Since the script is processing archives from the official Twitter archive function, there is no way around periodically requesting and downloading new archives. My idea would be that I can unzip a new archive into the old folder, run parser.py again, and then only new stuff is added to parser-output.
My impression from the issue cited above is that at the moment, twitter-archive-parser is not made for that. Things may be getting there, but currently there is no guarantee. That would mean that for the moment I should unzip each new archive into its own folder, and run parser.py on that – and maybe later figure out a way to merge a series of such folders.
Is that correct?
And are there plans to support what I have in mind at some point?

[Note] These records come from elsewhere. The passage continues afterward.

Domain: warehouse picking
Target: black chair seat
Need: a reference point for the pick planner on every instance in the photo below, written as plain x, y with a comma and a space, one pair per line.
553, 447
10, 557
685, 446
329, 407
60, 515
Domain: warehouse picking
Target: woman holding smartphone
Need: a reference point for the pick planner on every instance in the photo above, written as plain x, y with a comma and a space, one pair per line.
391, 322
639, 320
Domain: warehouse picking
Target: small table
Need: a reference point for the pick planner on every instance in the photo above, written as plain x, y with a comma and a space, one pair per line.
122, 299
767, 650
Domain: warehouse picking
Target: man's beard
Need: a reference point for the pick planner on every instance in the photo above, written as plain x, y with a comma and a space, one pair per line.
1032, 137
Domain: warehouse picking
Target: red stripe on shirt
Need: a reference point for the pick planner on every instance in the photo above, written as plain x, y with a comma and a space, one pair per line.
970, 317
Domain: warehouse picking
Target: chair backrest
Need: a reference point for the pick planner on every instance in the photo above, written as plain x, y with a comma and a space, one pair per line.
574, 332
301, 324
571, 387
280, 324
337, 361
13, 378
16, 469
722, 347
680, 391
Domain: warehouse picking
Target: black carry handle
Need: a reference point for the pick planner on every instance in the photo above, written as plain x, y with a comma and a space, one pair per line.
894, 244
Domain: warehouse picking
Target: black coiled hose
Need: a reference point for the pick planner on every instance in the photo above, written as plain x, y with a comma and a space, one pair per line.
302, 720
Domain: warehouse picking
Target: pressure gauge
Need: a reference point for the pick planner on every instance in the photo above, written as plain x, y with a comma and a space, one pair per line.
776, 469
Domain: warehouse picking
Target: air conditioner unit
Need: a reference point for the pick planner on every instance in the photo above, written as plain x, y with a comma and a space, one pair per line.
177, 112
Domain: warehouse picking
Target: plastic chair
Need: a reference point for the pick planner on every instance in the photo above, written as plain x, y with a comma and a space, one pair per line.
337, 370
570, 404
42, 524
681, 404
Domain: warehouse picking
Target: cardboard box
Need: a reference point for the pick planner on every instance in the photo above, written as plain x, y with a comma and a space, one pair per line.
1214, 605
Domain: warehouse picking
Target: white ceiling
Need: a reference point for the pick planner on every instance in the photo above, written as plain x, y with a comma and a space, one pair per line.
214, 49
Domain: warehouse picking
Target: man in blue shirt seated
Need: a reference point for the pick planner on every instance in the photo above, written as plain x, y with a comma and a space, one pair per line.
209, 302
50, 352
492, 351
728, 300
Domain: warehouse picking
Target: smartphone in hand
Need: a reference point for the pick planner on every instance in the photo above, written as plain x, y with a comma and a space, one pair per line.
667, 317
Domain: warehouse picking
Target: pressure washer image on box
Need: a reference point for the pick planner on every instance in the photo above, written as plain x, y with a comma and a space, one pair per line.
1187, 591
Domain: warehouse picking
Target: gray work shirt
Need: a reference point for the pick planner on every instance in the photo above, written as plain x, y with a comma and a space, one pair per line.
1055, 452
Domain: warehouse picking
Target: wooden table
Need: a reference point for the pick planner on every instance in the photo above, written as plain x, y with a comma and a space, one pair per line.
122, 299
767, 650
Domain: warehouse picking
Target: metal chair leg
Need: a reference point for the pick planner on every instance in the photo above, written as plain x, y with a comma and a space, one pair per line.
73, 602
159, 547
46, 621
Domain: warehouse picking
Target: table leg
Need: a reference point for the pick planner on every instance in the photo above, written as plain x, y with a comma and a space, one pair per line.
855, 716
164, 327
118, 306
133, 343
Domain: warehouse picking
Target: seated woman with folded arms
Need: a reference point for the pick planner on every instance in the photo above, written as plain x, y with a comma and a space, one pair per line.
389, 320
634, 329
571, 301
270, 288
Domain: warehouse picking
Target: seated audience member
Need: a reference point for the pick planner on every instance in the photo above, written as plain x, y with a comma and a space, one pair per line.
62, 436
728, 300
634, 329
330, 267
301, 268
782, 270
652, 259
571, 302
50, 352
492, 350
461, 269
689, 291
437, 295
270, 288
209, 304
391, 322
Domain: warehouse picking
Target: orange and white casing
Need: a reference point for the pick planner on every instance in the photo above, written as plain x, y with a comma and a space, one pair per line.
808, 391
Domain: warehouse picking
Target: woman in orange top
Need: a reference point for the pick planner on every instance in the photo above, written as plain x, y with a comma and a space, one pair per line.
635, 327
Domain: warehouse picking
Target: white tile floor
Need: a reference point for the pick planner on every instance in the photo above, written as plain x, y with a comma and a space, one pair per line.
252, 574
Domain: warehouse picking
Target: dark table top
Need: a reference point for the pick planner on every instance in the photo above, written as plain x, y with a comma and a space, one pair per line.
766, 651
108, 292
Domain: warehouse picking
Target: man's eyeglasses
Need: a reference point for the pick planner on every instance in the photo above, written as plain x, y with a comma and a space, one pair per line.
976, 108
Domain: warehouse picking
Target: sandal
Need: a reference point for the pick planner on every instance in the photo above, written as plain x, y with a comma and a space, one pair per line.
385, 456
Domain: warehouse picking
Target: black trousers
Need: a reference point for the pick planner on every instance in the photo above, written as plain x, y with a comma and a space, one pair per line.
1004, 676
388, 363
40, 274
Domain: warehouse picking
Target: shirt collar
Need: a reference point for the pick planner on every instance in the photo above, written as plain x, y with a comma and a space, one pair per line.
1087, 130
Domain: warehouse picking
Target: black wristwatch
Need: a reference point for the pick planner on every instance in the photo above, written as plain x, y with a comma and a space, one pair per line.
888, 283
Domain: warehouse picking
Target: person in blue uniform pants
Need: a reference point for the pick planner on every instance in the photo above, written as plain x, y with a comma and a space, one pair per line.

Btw. thanks for your already brilliant tool!
FWIW I'm doing
cd twitter-archive/twitter-archive-site && python3 parser.py
docker run --rm -v /transition/twitter-archive/twitter-archive-site/output:/src klakegg/hugo
... but my last update didn't bring new content so I'm wondering if that's due to ~~Twitter removing free API usage and thus how often I might use this anymore.~~ me forgetting that this step has to be manually done indeed, . Just did so today and refreshed with that script without issue. IMHO the "hard" part is Twitter preventing automation but curious to learn how others are doing it. I might just do a weekly quasi manual update.
@Utopiah I don't understand. The first line is simply how the Twitter archive parser is called. The second line seems to build a website out of the result? How does this help with my issue?